Towards Improving Speaker Distance Estimation through Generative Impulse Response Augmentation

Source: arXiv:2605.00721 · Published 2026-05-01 · By Anton Ratnarajah, Mehmet Ergezer, Arun Nair, Mrudula Athi

TL;DR

This paper addresses the ICASSP 2025 GenDARA / Room Acoustics and Speaker Distance Estimation challenge, where the core bottleneck is sparse and mismatched room impulse response (RIR) data for training speaker distance estimation (SDE) models. The authors’ idea is to synthesize additional RIRs with FastRIR, but not in a generic way: they strip away room-geometry conditioning and condition only on source and listener locations, then filter the generated signals so they better match the target challenge distributions before using them for SDE fine-tuning.

The main result is that this augmentation pipeline substantially lowers distance-estimation error. Using their generated and filtered RIRs, they report MAE reductions from 1.66 m to 0.6 m on GWA rooms and from 2.18 m to 0.69 m on Treble rooms. The gains are strongest at medium-to-long ranges; they explicitly note worse performance below 1 m, where the synthetic data are sparse and the acoustics are harder to model. The paper is therefore less about a novel SDE architecture and more about a practical recipe for making synthetic acoustic augmentation useful under a tight distribution-matching constraint.

Key findings

Task 1 pretraining used 100,000 RIRs from the GWA dataset before dataset-specific fine-tuning on Treble and GWA enrollment RIRs.
They generated approximately 1 million candidate RIRs with modified FastRIR, then retained about 25% after filtering, yielding around 260,000 high-quality RIRs.
The quality filter enforced T60 within ±20% of the reference distribution and excluded RIRs with T60 exceeding 1.8695.
The filter also excluded source-receiver distances below 0.8 m and above 7.1 m, based on physical consistency with expected DRR behavior.
SDE MAE improved from 1.66 m to 0.6 m on GWA rooms after augmentation and fine-tuning.
SDE MAE improved from 2.18 m to 0.69 m on Treble rooms after augmentation and fine-tuning.
They report that separate dataset-specific SDE models improved further, with MAE reductions of 10% for Treble and 5% for GWA relative to their unified model.
Performance is notably worse for speaker positions under 1 m, which the authors attribute to limited close-range training examples and harder-to-model near-field acoustics.

Methodology — deep read

The threat model is implicit rather than adversarial in the security sense: the paper is not about an active attacker but about data scarcity and domain mismatch in SDE training. The authors assume the challenge provides sparse enrollment RIRs for each environment and that source/listener locations are the primary variables worth conditioning on. They also assume that within Rooms 1–10 and Rooms 11–20, acoustic conditions are sufficiently stable that separate generative models can be trained for Treble and GWA without needing to model every microscopic room variation.

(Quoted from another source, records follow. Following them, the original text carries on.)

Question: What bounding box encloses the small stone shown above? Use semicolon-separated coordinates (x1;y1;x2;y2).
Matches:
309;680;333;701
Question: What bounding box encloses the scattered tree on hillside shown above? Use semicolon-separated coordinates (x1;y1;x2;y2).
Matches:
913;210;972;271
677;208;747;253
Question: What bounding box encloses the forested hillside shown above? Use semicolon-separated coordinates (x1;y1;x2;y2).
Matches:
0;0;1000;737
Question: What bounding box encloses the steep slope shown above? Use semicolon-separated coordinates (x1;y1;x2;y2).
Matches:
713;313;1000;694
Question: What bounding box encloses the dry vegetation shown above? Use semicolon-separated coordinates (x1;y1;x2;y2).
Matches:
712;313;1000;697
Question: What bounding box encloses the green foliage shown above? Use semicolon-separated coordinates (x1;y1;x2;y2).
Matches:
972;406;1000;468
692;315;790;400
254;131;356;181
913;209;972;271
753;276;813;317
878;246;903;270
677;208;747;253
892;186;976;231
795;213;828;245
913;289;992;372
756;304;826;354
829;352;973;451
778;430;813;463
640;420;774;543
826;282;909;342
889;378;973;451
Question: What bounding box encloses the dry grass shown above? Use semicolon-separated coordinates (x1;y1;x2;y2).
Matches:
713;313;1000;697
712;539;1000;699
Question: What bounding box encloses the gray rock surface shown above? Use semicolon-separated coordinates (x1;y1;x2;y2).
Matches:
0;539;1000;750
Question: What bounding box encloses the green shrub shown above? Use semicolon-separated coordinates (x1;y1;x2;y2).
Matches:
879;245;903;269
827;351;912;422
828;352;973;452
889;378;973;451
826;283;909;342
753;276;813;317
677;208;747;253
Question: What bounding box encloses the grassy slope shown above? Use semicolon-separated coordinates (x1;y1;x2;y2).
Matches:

For data, the paper uses 100,000 RIRs from the GWA dataset as the pretraining corpus for FastRIR. For fine-tuning, they split each dataset’s enrollment RIRs 80/20, using 80% for training and 20% for validation/checkpoint selection. They also produce about 1 million synthetic RIR candidates from the modified generator by sampling speaker/listener positions, then filter them down to roughly 260,000. The paper does not specify the exact number of enrollment RIRs, the exact train/validation counts per split, or whether any held-out room-wise split was used beyond the described 80/20 partition. No explicit preprocessing beyond the representation changes and quality filtering is described.

Architecturally, they start from the open-source FastRIR diffusion-based GAN-like generator and modify it in three stated ways: they remove room-geometry conditioning, extend it to generate 1-second RIRs at 32 kHz, and adapt the input features so they encode only distance-related parameters. They also adopt an RIR representation scheme from MESH2IR to keep energy distribution consistent across distances. The novelty here is not a brand-new generator family, but a simplification and reconditioning of FastRIR so that it is driven only by source-receiver geometry rather than full room layout. That is important because the target task is distance estimation, not full scene reconstruction.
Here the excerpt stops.